ボナは記憶を失っていたが、実は彼女はライブハウスを訪れていた。ボナは彼女のためだけにライブを開き、愛を告白していたのだ。しかし彼女は涙を流し、実は捨て子だったボナの母親であると告げた。衝撃を受け、混乱するボナ。彼女との出会いを忘れようとするボナのために(?)、ウビンは彼女を殺したのだった。

ウビンの告白に驚愕し、ウビンのもとを離れようとするボナ。しかしウビンはボナに、自分はボナのもうひとつの人格なのだと告げるのだった(なんじゃそら!)。そして、実は、3年前から彼らは病院で治療を受けており、ボナが飲もうとしていた薬は2つの人格を統合する(どちらかをなくす)ための治療薬だったこともわかる。ウビンはボナに薬を飲み、どちらかが消えたと周囲が思えば、ここから出られるという(ちょっとこの辺あいまいです)。そしてー。

再び、どこかのライブハウス。ミュージカル冒頭と同じ「TRECE U」が歌われている。しかし、メインのボーカルを務めているのは、ボナではなくウビンであった人物。そしてボナは、ウビンがいた場所にいるのだったーで、幕。

わ、わからん!

はじけたもの勝ち!

さて、このようにどこが基点となる現実なのかよくわからないつくりになっております。個人的には(超解釈)ライブハウスはある人物の脳内を表現したもので、音楽を偏愛する冷徹な人格と、孤独で愛を求める人格との葛藤が、母殺しの事実をめぐっておこっているのだ、とみればいいのかなーと考えたりもするのですが。まあ、それはおいておいて。物語解釈もひとつの楽しみではあるのですが、それはおうちにかえってからじっくりするとして、会場ではライブハウスにきた気分ではじけたい。
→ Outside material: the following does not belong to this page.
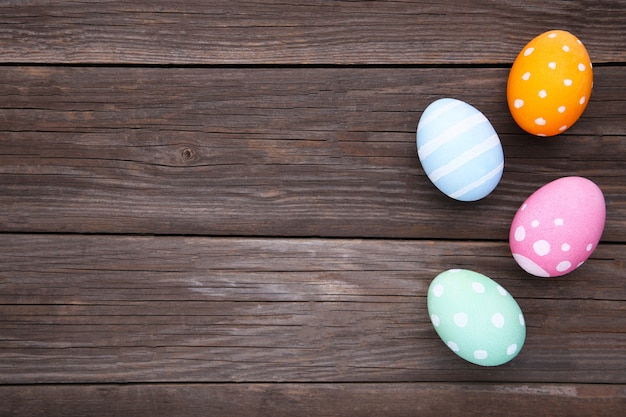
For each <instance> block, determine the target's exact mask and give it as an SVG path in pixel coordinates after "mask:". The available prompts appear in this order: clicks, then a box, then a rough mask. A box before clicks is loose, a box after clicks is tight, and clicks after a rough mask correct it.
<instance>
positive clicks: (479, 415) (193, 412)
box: [0, 383, 626, 417]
しょっぱなからドラムががんがん鳴り響き、「トライ(イカレてる)」という曲など、一緒にイっちゃいますよ!こりゃ、というやばいノリ。これはもう音楽に身を任せるしかない。ストーリーのついたライブだとおもって、ウクチンさんのキレキレ具合を愛でるのもよろしいかと。

そして、上演中「うおー、もう座席はいらん!このミュージカルはスタンディングでいい!」と思ったその情熱を、カーテンコールにぶつけましょう。このとき会場はまさにライブハウスと化します。複数回実に来ている人が多いこの作品。みんなの投票によってその日のカーテンコール曲がきまるシステム。物語終了とともに全員いきなりのスタンディング(座席があるから前につめられないのですが)です。周囲の韓国の若者たち(客層は相当若く、ほぼ女性です)は尋常ではなくはじけてきますので、ここで躊躇していては取り残され感がハンバない。自分を見つめる客観的まなざしは消去して、飛んでください。はねてください。がんがん縦ノリでいってください。大丈夫、ウクチンさんは相当狂ってましたからね。ジェリムさんはやや恥じらいがみえた(様な気がする)けど、飛んでましたよ。この際、同じあほならおどらにゃそんそん!の阿波踊り精神を発揮しましょう。

・・という具合に、このミュージカルは、お芝居とライブが同時に楽しめるとってもお得な作品なのです。個人的にはマチネではなく、ソワレをお勧めしたい。気分よく夜をぶっ飛ばす感じがよいのではとおもわれます。